There can be additional layers of material on the product side of the paperboard, between the paperboard and the interior sealing layer. One of these layers is usually a gas barrier layer. The gas barrier layer is either laminated, extruded, or co-extruded onto the paperboard to provide a board with gas barrier properties. Extrusion or co-extrusion is a faster, lower cost process than lamination. The cost of a laminate film and associated handling is also avoided with co-extrusion.
The need for a gas barrier in paperboard packages is well known and there have been many solutions to reduce gas transfer through the paperboard assembly. The amount and rate of gas transfer will depend on the type of barrier layer or layers that is used.
Particularly, the need for an oxygen barrier is well known. Oxygen contacting the product reduces the shelf life of the product. The amount and rate of oxygen transfer will depend on the type of barrier layer or layers that is used. The oxygen barrier layer is laminated, extruded or co-extruded onto the paperboard to provide a paperboard assembly with oxygen barrier properties. Oxygen is the gas for which barriers are tested but the barriers are useful for other gases so the barriers are commonly termed “gas barriers.”
There are other factors than oxygen permeability that enter into the choice of a barrier material. Cost is a factor, both in the type and cost of the barrier material being used and also in the amount required to obtain the necessary barrier properties. The number of layers or laminations of material are a factor in the cost.

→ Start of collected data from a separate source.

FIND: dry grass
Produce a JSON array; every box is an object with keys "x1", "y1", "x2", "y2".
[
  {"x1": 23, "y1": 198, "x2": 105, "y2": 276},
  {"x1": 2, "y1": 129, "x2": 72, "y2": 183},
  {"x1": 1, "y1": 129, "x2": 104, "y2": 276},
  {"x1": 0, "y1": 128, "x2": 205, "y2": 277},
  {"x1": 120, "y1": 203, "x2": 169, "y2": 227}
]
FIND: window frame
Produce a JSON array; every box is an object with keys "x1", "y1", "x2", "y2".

The most effective, and most costly, oxygen barrier has been an aluminum foil barrier. Food, such as chips, has been placed in foil or plastic pouches. Aluminum foil has also been used in juice containers. Plastic materials, such as nylon, have also been used as barrier materials. Many other materials have been proposed and used in order to reduce the cost of the barrier material. Each of these materials has attributes and shortcomings. Usually, a number of layers of different materials are provided, with each layer having a special function. These functions might be the ease of attachment, a barrier for certain gases, a barrier for certain chemicals in the contained liquid, the ability to adhere two layers together, and the ability to seal the container. Each of these layers adds cost to the container, both in material cost and production cost.

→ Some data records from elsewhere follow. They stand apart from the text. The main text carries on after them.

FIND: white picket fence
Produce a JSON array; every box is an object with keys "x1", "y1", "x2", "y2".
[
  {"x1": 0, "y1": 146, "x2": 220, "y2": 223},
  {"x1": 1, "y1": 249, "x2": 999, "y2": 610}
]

An effective oxygen barrier will have an oxygen transfer rate (OTR) of 40 or less cubic centimeters of oxygen per square meter per day (cc/m.sup.2/day) at standard temperature and pressure (STP) and 50% relative humidity (% RH). Water soluble or water dispersible oxygen barrier materials such as polyvinyl alcohol require large quantities of material per square meter to be effective. This is usually more material than can be applied in a coating application such as a size press without manufacturing difficulty.
A paperboard packaging material minimizing oxygen permeability is desired.